Hogan isn’t the only Republican governor who’s remained mum. In Maine, a spokesman for Governor Paul LePage told a local paper he wouldn’t be commenting on the House-passed legislation. Florida Governor Rick Scott’s spokeswoman also demurred, explaining to the Tampa Bay Times that Scott had yet to “read the entire bill.” That may be a wise move, at least politically. Wisconsin Governor Scott Walker faced such an outcry for suggesting he’d consider applying for the waiver in the House bill that he had to walk back his comments just hours later.

Hogan, however, is also taking a risk by not coming out more forcefully against the legislation the House Republicans passed, given how unpopular it is among the independent and Democratic voters he needs to appeal to if he wants to win in a Democrat-leaning state like Maryland. The Congressional Budget Office estimates the House bill would slash federal funding for Medicaid by nearly $900 billion over the next decade, creating gaping budget holes that states will have to fill. As one of 31 states that took Obamacare funding to expand Medicaid, Maryland would be hit particularly hard by the changes.

The latest legislation also has the potential to hurt the state’s powerful health care industry. Hospital systems and health care providers like Johns Hopkins, MedStar Health and Blue Cross Blue Shield rank among the state’s top employers.

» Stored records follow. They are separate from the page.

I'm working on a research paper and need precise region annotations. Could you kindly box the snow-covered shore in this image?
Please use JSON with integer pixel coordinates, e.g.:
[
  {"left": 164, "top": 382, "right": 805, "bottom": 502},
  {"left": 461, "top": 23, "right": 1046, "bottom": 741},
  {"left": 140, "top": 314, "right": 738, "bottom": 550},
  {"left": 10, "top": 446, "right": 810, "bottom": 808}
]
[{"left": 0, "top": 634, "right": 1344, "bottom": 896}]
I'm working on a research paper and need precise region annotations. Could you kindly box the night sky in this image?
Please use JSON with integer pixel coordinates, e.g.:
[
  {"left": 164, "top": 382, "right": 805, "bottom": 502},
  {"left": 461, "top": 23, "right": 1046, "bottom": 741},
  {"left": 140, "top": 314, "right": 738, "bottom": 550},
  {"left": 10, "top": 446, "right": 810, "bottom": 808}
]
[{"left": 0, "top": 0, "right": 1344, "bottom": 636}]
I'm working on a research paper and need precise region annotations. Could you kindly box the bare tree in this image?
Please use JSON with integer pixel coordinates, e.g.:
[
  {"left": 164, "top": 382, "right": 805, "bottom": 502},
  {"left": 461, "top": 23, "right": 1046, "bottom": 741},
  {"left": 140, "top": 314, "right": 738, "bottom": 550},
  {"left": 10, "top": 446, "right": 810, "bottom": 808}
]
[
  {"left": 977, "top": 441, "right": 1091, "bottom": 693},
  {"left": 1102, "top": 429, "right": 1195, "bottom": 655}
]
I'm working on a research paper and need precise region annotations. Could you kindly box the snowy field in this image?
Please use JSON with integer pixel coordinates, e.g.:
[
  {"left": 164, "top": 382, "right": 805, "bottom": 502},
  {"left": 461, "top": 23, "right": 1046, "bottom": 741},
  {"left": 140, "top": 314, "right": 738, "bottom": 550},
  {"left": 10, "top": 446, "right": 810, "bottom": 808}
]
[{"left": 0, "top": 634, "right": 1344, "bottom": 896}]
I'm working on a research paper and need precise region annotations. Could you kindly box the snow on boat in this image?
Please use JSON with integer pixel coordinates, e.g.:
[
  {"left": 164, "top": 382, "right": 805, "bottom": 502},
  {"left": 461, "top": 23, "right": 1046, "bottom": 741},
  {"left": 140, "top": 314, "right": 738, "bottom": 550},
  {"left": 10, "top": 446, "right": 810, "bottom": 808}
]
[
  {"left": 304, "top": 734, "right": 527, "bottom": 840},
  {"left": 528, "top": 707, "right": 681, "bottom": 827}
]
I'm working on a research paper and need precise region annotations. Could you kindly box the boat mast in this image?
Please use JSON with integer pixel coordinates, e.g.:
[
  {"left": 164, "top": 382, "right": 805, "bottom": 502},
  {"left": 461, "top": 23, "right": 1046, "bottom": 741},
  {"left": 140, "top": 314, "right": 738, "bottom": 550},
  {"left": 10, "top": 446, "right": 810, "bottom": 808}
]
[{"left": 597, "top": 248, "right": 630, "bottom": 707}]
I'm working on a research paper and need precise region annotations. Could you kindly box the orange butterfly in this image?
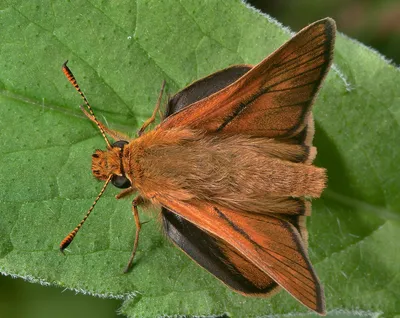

Other Republican governors facing re-election in blue states have been emphatic in their opposition to the House proposal. Illinois’s Bruce Rauner issued a statement expressing “deep concern” shortly after the Republicans passed their bill on May 4, noting the House legislation “did not address fundamental concerns about the bill’s impact on the 650,000 individuals that are part of our Medicaid expansion population.” Massachusetts’s Charlie Baker also promptly put out a statement, urging Senate Republicans, who are now considering their own version of an Obamacare repeal, “to reject this bill in its current form.”

On the flip side, Rascovar tells Newsweek that if Hogan is too outspoken in his criticism of the Republicans’ health care plan, “he risks alienating his base,” which includes a strong contingent of Trump voters in rural and suburban parts of the state. So what is Hogan’s best move? “I think he’s going to try and ignore this as long as he can, because there’s no win here no matter what he does,” says Rascovar.

Democrats, however, are already trying to make that difficult. The Democratic Governors Association (DGA), which supports the party’s gubernatorial candidates, recently put out statements in 12 states with competitive governor’s races in 2018, highlighting how the next governor could “make the critical decision of whether to request a waiver allowing insurance companies to raise rates” on people with pre-existing conditions. 

“Democrats are going on offense on health care across the map, from red states to blue states to purple states,” said DGA spokesman Jared Leopold. The longer the health care debate drags out—Senate Republicans have signaled it will take months for them to consider their own repeal bill—the more opportunity Democrats have to hit Republicans on the potential fallout.

The Republicans’ main line of defense, thus far, has been highlighting the ongoing problems with Obamacare, particularly the exodus of insurers from many state individual markets. At the same time, the uncertainty about what the Senate will do allows them to hedge their bets about the proposals in the House-passed bill.

Ed Gillespie, the frontrunner for the Republican nomination in Virginia’s 2017 governor’s race, pointed to Aetna’s May 3 decision to pull out of the state’s individual insurance market as evidence Obamacare needs to be replaced. But, in a written statement provided to Newsweek, Gillespie also said, “I don’t think insurers should be allowed to drop people who have a developing condition, or prevent people from getting insurance because of a pre-existing condition.”

If some form of a waiver makes it into the final law, he continued, “I’ll take a look at it, look at the cost, what the funding for a risk pool would be and the impact on Virginians before making an informed decision.”